# Secure reverse ssh and reconnect?



## hilda (Apr 21, 2019)

How to secure a reverse ssh tunnel?

I have a OpenBSD box (as a router firewall to my internal net in a network that is not mine) behind another firewalls etc. that I need ssh access to. I can't ssh to it, other people can modify firewalls rules etc. that block a direct ssh access. So I thinking of a reverse ssh tunnel to one of my FreeBSD box on internet.

[my network with servers] -> [my OpenBSD FW] -> (not my network) -> (not mine FW) -> INTERNET <- [my firewall] <- [FreeBSD box]

I made a local account on the FreeBSD machine with /bin/sh and the reverse tunnel working with:  ssh -R 12345:localhost:22 user@ip-adress-to-freebsd -p 12345
But I don't want any ssh access from OpenBSD (just in case) to the FreeBSD machine. Tried /sbin/nologin and /bin/false, but no access with the tunnel.

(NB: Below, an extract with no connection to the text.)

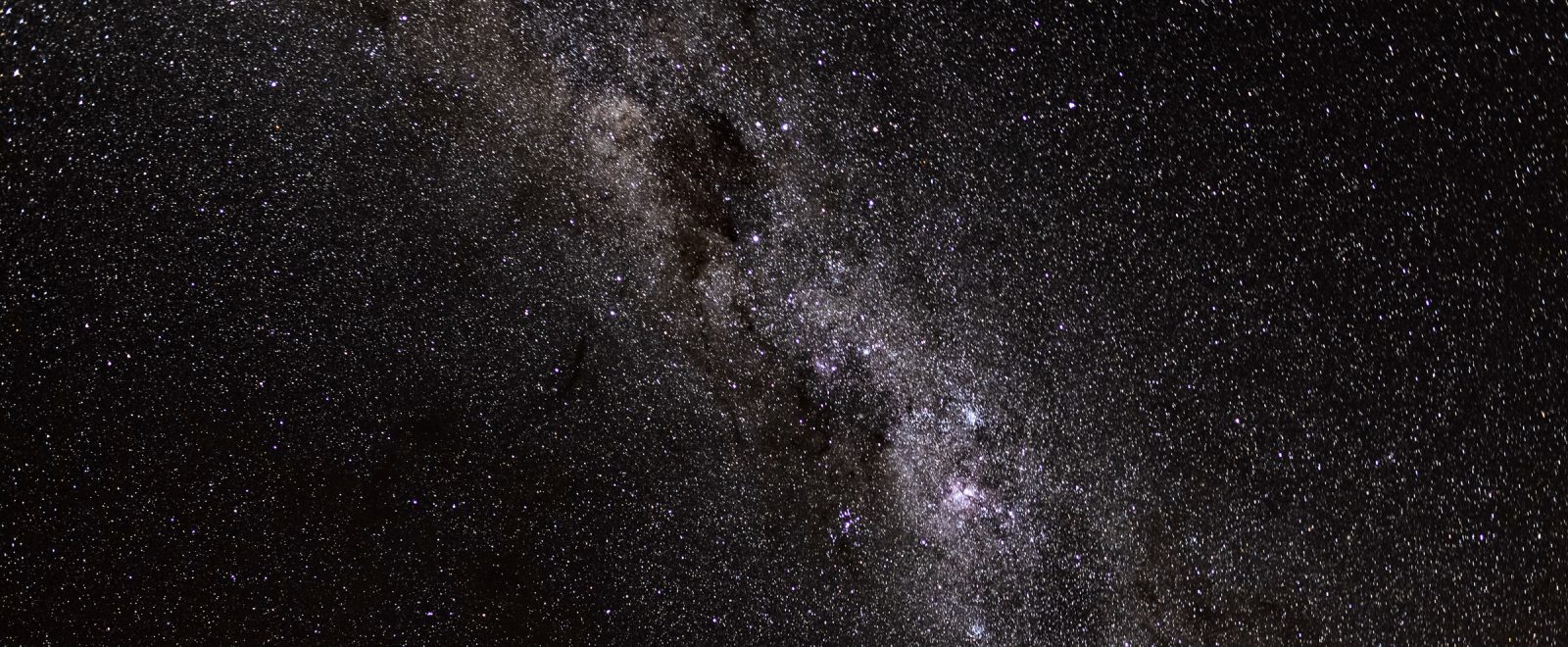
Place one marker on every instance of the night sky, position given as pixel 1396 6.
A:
pixel 835 324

Is there any way to secure a reverse ssh tunnel with "a no ssh shell" like thing on the FreeBSD box?
On OpenBSD you have authpf that work, but on FreeBSD?

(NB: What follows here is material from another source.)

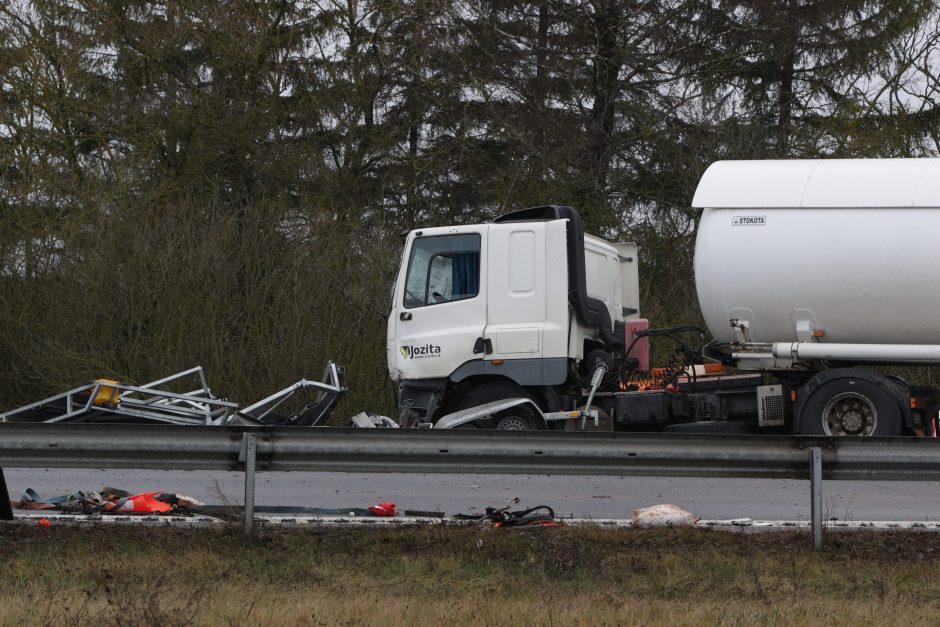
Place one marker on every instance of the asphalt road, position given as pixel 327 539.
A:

This blocks forwarding tunnels (in sshd_config), as make this a title more secure. But still, you have shell.
GatewayPorts no
AllowTcpForwarding remote



And, if the connection is doping, I need that the tunnel should reconnect to the FreeBSD box. Is there any good alternative? Need a 24/7 link (or access to the OpenBSD machine via FreeBSD servern).
autossh... script that check the connections and run ssh again....?

Other suggestions on a ssh access to the OpenBSD box?

//Hilda


----------



## T-Daemon (Apr 22, 2019)

hilda said:


> On OpenBSD you have authpf that work, but on FreeBSD?


If you are looking for authpf(8) on FreeBSD, you have it in the base system.


----------